FusionSwapIntentERC20.sol: This is the heart of the project. It's an atomic swap contract based on a Hashed Timelock Contract (HTLC) model. It's responsible for:

Locking the user's tokens using a cryptographic hashlock.

Setting a timelock to allow the user to reclaim their funds if the swap isn't completed in time.

Verifying the user's off-chain signature using EIP712, which is crucial for the "gasless" part of the Fusion+ model.

The security of the entire system relies on the fact that these smart contracts, running on the EVM of Etherlink, enforce the rules.

Frontend: The User's Command Center Our user interface is a modern Next.js application, using wagmi and viem to interact seamlessly with the blockchain.

Generating the Secret: The user's journey begins with the frontend generating a cryptographic secreto and its corresponding hashlock. The hashlock is immediately sent to the SwapFactory to create the swap, while the secreto is kept securely in the frontend's state, waiting for the right moment.

EIP712 Signing: After the user approves the tokens and creates the swap, the frontend uses wagmi's useSignTypedData hook to prompt the user to sign an off-chain message. This message contains all the swap details and is the key that authorizes our relayer to act.

Coordinating the Swap: The frontend's role is to guide the user and, once the signature is obtained, it calls our Relayer API, passing along all the critical information, including the user's signature and the secreto.

The Relayer: The Cross-Chain Maestro The relayer is the service that ties both blockchains together. For this hackathon, we built it as a Next.js API route, which was a pragmatic decision given the time constraints.

The Hacky Part: A traditional relayer is a service that constantly listens for events on a blockchain. However, our relayer is an API endpoint that only activates when the frontend sends a POST request. This approach is "hacky" but perfectly suitable for a demo, as it allows us to showcase the entire process without the overhead of running a dedicated server.

The Workflow:

The relayer API receives the user's signature, the secreto, and other swap details from the frontend.

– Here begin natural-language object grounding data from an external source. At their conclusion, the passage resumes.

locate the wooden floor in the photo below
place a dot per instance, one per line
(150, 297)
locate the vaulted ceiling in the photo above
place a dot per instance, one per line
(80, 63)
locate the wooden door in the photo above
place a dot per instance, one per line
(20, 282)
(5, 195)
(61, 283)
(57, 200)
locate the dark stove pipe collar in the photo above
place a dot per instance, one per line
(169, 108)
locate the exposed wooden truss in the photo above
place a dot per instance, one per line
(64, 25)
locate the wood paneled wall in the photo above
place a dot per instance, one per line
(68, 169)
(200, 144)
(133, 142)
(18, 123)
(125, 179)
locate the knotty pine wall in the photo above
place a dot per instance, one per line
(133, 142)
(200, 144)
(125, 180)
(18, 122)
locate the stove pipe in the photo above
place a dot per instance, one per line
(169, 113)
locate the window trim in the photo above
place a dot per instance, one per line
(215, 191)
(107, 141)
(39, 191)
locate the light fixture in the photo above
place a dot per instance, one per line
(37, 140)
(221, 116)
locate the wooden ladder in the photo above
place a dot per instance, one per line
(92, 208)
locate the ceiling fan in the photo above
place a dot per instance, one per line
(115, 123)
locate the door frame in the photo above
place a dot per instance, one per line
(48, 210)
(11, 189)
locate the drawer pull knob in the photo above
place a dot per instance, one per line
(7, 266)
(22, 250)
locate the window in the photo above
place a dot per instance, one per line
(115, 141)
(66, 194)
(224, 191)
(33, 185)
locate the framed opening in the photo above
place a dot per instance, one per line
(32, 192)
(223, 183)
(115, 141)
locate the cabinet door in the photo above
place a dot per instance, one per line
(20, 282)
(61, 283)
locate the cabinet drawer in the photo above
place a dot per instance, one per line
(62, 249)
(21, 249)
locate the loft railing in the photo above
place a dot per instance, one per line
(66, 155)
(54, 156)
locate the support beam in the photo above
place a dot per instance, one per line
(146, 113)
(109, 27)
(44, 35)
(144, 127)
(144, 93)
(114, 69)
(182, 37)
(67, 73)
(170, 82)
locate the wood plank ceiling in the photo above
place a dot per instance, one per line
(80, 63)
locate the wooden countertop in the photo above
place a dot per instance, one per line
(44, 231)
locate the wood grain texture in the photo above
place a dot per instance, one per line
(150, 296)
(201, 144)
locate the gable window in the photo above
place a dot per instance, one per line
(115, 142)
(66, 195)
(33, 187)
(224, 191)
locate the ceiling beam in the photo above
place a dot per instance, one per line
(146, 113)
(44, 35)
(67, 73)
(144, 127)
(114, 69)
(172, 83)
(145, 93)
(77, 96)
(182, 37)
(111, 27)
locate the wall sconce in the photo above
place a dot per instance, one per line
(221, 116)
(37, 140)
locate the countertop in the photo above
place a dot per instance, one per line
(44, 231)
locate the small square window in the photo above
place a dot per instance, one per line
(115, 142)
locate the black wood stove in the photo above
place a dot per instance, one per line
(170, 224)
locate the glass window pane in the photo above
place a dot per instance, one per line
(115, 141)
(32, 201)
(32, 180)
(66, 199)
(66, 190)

It uses a viem client to connect to Optimism and a viem client for Etherlink.

It first pays a small amount of gas on Optimism to transfer the tokens to the user.

Once that transaction is successful, it uses the secreto to call revealSecret and executeSwap on the Etherlink contract, finalizing the swap.

How We Leveraged Partner Technologies Our project would not have been possible without these key technologies:

Etherlink: Provided us with a fast, low-cost EVM Layer 2 to deploy our core smart contracts. The compatibility with standard Ethereum tooling allowed us to build the project quickly using familiar libraries like viem and wagmi.

1inch Fusion+: This architecture served as our primary inspiration. By implementing a system with a relayer, off-chain signing, and atomic swap logic, we replicated the core principles of Fusion+ to deliver a "gasless" and secure cross-chain experience.